Governor of Kherson Oblast
- In office 28 July 1997 – 7 April 1998
- Preceded by: Yurii Karasyk [uk]
- Succeeded by: Anatoliy Kasyanenko

Chairman of the Kherson Oblast Council
- In office 5 April 1990 – July 1994
- Succeeded by: Vitaly Zholobov

Chairman of the Kherson Regional executive committee
- In office January 1991 – March 1992
- Preceded by: Oleksandr Melnikov
- Succeeded by: position abolished
- In office 21 December 1983 – 11 July 1987
- Preceded by: Vasily Metlyaev
- Succeeded by: Oleksandr Melnikov

First Secretary of the Kherson Regional Committee of the Communist Party of Ukraine
- In office 23 June 1987 – August 1991
- Preceded by: Andriy Hirenko
- Succeeded by: position abolished

Personal details
- Born: Mykhailo Mykhailovych Kushnerenko August 18, 1938 Strohanivka, Chaplynka Raion, Ukrainian SSR, Soviet Union
- Died: April 2, 2021 (aged 82) Kherson, Ukraine
- Party: CPSU

= Mykhailo Kushnerenko =

Ukrainian politician (1938–2021)

Mykhailo Mykhailovych Kushnerenko (Михайло Михайлович Кушнеренко; 18 August 1938 – 2 April 2021) was a Ukrainian politician. He served as Governor of Kherson Oblast from 1997 to 1998, was a member of the Supreme Soviet of the Soviet Union and the Supreme Soviet of the Ukrainian Soviet Socialist Republic from 1989 to 1991. Kushnerenko also served on the Central Committee of the Communist Party of Ukrainian SSR from 1989 to 1991.

== Early life ==
Kushnerenko was born on 18 August 1938 in Strohanivka, which was then part of the Ukrainian SSR in the Soviet Union. After graduating from the Kherson Agricultural Institute, he worked as an inspector-organizer for the Kakhovka Production Collective for the kolkhoz there, before later working as a chief agronomist for a state farm in Tsiurupynsk Raion.

== Political career ==
In 1970, he was appointed Head of the Agricultural Department of the Tsiurupynsk Raion Executive Committee, before becoming chairman of the local kolkhoz within Tsiurupynsk. In 1975, he was also appointed Chairman of the Hola Prystan Raion.

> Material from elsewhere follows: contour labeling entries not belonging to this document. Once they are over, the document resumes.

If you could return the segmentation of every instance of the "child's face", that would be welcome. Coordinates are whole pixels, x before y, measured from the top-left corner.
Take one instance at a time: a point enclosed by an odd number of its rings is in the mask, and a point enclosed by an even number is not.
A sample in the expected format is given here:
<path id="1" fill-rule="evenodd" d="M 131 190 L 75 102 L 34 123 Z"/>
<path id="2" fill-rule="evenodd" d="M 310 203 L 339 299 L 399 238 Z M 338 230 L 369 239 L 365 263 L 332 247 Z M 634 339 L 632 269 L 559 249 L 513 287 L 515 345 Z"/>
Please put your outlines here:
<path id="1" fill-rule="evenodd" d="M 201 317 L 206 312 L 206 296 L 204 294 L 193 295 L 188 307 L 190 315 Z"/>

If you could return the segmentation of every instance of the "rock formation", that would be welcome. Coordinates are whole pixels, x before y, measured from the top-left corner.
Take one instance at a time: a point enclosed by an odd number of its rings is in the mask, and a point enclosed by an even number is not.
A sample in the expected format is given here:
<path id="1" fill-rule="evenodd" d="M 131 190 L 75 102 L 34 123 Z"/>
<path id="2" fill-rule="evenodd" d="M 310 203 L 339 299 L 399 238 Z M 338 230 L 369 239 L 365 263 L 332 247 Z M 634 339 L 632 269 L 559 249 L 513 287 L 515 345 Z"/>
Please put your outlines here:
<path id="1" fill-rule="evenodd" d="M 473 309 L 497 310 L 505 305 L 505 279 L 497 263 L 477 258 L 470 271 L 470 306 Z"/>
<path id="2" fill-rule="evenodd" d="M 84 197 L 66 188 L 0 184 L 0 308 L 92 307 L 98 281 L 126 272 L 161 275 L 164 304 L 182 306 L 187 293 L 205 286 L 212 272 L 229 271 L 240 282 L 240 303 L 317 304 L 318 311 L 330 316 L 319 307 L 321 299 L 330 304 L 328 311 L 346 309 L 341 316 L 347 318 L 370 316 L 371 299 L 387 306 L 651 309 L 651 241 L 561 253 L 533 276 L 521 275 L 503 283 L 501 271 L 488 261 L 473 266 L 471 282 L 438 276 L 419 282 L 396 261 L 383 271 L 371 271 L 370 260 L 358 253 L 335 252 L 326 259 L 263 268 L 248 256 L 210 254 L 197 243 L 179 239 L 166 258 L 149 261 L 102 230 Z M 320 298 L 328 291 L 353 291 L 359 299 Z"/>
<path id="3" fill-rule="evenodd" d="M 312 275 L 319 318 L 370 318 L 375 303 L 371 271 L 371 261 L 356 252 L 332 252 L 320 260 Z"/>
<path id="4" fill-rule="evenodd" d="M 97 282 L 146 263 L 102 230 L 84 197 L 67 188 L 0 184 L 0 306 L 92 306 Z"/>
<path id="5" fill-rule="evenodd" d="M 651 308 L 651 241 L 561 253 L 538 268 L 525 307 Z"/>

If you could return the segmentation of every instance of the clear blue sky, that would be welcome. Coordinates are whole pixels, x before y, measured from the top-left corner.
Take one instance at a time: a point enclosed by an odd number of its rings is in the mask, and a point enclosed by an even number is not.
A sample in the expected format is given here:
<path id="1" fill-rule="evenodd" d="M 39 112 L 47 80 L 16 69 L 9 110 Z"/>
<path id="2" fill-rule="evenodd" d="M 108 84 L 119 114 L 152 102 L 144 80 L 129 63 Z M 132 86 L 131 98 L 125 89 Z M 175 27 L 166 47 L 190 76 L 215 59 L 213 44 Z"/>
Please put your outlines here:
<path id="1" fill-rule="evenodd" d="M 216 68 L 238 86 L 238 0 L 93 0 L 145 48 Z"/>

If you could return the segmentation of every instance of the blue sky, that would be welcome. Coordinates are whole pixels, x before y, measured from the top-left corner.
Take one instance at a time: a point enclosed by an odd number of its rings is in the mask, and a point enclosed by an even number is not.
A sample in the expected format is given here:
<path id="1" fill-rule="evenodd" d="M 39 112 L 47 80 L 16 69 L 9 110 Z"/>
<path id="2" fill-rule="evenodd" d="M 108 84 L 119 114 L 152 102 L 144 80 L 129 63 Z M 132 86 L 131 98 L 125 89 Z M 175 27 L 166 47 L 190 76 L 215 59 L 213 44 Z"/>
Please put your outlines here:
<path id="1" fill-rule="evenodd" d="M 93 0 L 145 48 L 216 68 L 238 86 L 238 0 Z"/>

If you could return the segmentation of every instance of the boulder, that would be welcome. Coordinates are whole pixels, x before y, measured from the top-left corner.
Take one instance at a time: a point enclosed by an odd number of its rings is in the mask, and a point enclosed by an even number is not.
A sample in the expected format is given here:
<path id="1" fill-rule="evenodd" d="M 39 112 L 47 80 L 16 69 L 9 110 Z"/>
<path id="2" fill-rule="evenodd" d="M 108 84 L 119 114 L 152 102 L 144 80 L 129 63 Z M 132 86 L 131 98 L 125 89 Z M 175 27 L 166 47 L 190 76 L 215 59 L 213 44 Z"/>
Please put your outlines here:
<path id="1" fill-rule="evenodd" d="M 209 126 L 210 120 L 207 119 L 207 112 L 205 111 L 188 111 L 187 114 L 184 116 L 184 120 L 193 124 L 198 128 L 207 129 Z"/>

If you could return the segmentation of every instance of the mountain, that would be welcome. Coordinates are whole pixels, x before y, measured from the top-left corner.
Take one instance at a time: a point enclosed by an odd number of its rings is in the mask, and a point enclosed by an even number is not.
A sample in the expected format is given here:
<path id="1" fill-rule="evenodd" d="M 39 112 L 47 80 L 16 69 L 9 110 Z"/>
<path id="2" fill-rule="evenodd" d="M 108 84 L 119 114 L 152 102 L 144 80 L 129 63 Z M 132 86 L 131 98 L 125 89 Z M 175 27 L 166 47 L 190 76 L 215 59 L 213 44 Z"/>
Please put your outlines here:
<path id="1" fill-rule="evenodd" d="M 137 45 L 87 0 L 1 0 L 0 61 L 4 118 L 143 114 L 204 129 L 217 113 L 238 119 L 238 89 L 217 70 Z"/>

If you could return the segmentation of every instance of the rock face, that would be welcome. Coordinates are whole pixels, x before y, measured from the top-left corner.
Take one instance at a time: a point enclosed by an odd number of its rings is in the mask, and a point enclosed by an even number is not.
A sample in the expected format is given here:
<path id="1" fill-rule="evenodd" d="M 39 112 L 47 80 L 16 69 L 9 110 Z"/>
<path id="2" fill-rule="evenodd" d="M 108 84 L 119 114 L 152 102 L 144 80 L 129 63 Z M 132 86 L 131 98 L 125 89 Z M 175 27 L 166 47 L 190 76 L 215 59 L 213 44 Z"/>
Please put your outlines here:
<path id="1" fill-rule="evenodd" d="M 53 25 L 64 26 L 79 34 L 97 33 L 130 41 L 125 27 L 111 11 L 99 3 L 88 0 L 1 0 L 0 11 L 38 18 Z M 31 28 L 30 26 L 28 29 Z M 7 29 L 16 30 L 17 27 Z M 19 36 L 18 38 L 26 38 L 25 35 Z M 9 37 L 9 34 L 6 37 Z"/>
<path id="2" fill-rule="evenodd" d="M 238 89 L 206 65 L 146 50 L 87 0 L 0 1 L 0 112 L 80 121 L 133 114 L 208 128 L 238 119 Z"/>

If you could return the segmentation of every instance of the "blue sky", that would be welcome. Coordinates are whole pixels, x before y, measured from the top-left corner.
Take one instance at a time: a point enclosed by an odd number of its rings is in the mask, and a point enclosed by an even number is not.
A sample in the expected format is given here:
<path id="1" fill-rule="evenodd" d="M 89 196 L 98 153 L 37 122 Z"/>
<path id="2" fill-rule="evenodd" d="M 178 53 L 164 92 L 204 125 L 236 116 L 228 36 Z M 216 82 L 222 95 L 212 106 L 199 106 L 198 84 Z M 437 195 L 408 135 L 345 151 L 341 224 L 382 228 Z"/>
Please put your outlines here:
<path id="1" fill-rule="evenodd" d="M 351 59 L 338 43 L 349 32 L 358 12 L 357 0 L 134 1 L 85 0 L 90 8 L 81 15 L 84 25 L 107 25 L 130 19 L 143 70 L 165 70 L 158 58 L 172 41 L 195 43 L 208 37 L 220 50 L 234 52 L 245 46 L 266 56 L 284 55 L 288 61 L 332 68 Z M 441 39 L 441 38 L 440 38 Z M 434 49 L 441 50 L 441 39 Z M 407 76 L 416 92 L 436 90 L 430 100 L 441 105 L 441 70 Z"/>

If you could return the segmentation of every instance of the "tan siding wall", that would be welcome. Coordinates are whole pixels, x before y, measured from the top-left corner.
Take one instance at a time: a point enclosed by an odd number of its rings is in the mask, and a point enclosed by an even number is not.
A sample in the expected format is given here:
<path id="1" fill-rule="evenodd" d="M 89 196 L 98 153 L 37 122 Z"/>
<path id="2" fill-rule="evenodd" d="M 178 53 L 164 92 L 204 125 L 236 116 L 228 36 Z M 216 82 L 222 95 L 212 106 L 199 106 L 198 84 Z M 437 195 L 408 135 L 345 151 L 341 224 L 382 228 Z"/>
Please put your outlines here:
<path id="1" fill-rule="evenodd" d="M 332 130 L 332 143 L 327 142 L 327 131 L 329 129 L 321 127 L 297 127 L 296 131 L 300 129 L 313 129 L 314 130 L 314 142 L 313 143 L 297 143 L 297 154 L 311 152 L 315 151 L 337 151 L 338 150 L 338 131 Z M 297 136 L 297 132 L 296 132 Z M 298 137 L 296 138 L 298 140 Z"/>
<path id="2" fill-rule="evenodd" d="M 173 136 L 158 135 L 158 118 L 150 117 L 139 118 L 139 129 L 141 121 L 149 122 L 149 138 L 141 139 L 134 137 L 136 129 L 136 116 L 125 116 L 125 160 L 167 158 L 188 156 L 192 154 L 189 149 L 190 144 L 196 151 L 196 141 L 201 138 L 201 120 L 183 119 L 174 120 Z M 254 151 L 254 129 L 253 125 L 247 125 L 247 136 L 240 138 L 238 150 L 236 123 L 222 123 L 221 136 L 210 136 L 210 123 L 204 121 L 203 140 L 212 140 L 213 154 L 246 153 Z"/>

After graduating from the Higher Party School under the Central Committee of the CPU, he started taking on higher positions within the Communist Party. In September 1979, he was appointed First Secretary of the Velyka Oleksandrivka District Committee, and by January 1983 was Head of the Agricultural Department of the Kherson Oblast Committee. From 1983 to 1987 he was Chairman of the Kherson Regional Executive Committee, and finally from 1987 up until the collapse of the Soviet Union he was First Secretary of the Kherson Regional Committee.

== Personal life ==
Kushnerenko died of complications from COVID-19 during the COVID-19 pandemic in Ukraine.